I agree raise the limit to 2 and see how that goes for a couple of years if you want to lower the number.  Just as with deer people are less likely to be as picky on size etc. If they can kill more than one.    I for one am not a fan of sitting in my treestand deerhunting while 10 dogs run around the woods and their owners drive up down the roads with tracking devices.  I have small game hunted in NC while bear season was in and it's a circus.  I have nothing against legal hunting just hope it isn't made legal in GA. Personally I like seeing the bears and besides the one that tore out my garbage that had baby diapers in it, they don't bother me.   On a second note lots of hound hunters are in it for the chase not the kill, so are they really gonna help lower the population?  Just like hog doggers catch and relocate hogs instead of killing them all. I doubt besides ruining deer hunting the dog hunters would have much effect.


----------



## bearhunter39 (Jan 15, 2010)

they have been dogging bears in north carolina and tennessee as long as i can remember and we have more bears and hogs than we have ever had, we had a record season in tennessee this year so no dog hunting will not be the end to bear in georgia, it will be the beginning for georgia


----------



## dgr416 (Jan 15, 2010)

*How many bears were killed in Georgia this year.*

I would like to see baiting and a spring season.I dont think there would be a ton of spring hunters.It baiting were allowed they could control the population.Thefish and game does not  really  have a clue how many bears there really are.Its way more than just 1200 bears in the mountains.Its just a computer model.I hope there are still bears around to hunt for a long time in Georgia.I know illegal dog hunters and spotlighters wiped out the deer around our farm a few years back and they  never recovered.The deer went nocturnal and there are nowhere near the deer after they got through.A two week spring season before turkey season would be awesome for bears with baiting then.


----------



## Darkhorse (Jan 25, 2010)

So, your hunting in your treestand and you hear somebody elses dogs hot on a trail. A little later here comes a bear and you shoot it. Your first bear.
Then comes a pack of hounds.
Then comes the owners and all their cousins and buddies and they demand half of your bear because you killed it in front of their dogs, even though you weren't hunting with them or even knew them.
Now what do you do?

Isn't this sort of the way it works? That's sure the way it worked when I was young and we hunted deer with dogs down in the glades and in Ocala National Forest.
Just wondering out loud. Someone enlighten me please.


----------



## RUGERWARRIOR (Jan 25, 2010)

Darkhorse said:


> So, your hunting in your treestand and you hear somebody elses dogs hot on a trail.
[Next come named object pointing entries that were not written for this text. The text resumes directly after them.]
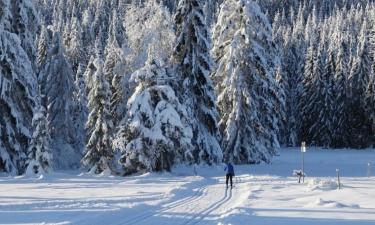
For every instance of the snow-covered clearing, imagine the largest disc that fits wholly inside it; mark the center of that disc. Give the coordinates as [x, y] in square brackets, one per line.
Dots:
[263, 195]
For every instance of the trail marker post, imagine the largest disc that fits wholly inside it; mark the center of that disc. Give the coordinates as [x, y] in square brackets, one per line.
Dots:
[303, 150]
[368, 170]
[338, 178]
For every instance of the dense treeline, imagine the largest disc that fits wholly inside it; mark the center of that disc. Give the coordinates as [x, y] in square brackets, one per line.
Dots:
[123, 86]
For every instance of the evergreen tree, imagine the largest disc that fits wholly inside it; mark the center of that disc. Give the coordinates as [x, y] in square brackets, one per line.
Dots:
[340, 119]
[43, 46]
[18, 83]
[75, 50]
[57, 86]
[246, 84]
[358, 81]
[39, 152]
[194, 65]
[155, 133]
[80, 109]
[99, 154]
A little later here comes a bear and you shoot it. Your first bear.
> Then comes a pack of hounds.
> Then comes the owners and all their cousins and buddies and they demand half of your bear because you killed it in front of their dogs, even though you weren't hunting with them or even knew them.
> Now what do you do?
> ...



Are we on private land or public. if on private then it is my trophy. If on public then we might can work something out for a future hunt with them.


----------



## MCBUCK (Jan 25, 2010)

Not even a season and already controversey. I guess that about takes care of dogging bear in Georgia.


----------



## dertiedawg (Jan 26, 2010)

Darkhorse said:


> So, your hunting in your treestand and you hear somebody elses dogs hot on a trail. A little later here comes a bear and you shoot it. Your first bear.
> Then comes a pack of hounds.
> Then comes the owners and all their cousins and buddies and they demand half of your bear because you killed it in front of their dogs, even though you weren't hunting with them or even knew them.
> Now what do you do?
> ...



Why would you want half of someone elses kill. Doesn't matter what the dogs were doing, the shooter gets the bear. That's like walking into the woods and spooking a 10 point buck out of his bedding straight to someone else and they shoot it, then you want half.


----------



## JWilson (Jan 26, 2010)

I can tell you these dogs better not come at me in a threating manner. I dont want to hurt someones dog because I love dogs but I not going to let one bite me.


----------



## bearhunter39 (Jan 28, 2010)

you would probably rather be bit by a dog than to shoot somebody's  bear dog ,but most dogs that are use to being hunted and handed by alot of different people,aint going to bother you,seems like all non dog hunters have a really bad opinion of people who hunt with dogs,as far as sharing meat when you kill something off of somebody's dog,that is the only right thing to do,most people will decline all they want is to know that it is killed off their dogs.


----------



## BOWHUNTHERE (Jan 28, 2010)

Bear Doggin' will not ever happen in Georgia....  Heck, coonhunters are barely gettin' away with running coons with dogs.  Ain't no landowner going to put up with a bunch of bear dogs treeing on their property.  Leave the bear alone, they have enough problems already.  We have enough problems with all the people.  Who the heck came up with the bear doggin' idea?


----------



## tree cutter 08 (Jan 29, 2010)

i dont have a problem with hunting with dogs. if their becomes a season for doggin it should be after deer season. i think their would be to many conflicts during deer season.


----------



## bearhunter39 (Jan 30, 2010)

I came up with the idea of bear dogging in georgia and i won't quit until it happens,and i don't care who likes it and who don't ,and the bear season could not be after deer season ,the bears would be denned up,


----------



## tree cutter 08 (Jan 30, 2010)

i doubt your the first to come up with the idea of bear doggin in georgia. it will never become a season in north georgia.


----------



## LanceColeman (Feb 1, 2010)

The discussion of dogging bears in Georgia held by officials was more or less a why NOT to do it and how to keep it from happening. Wether meant to be looked upon as a viable season or not, thats not the way it was accepted (you can read that right off the GON headlines).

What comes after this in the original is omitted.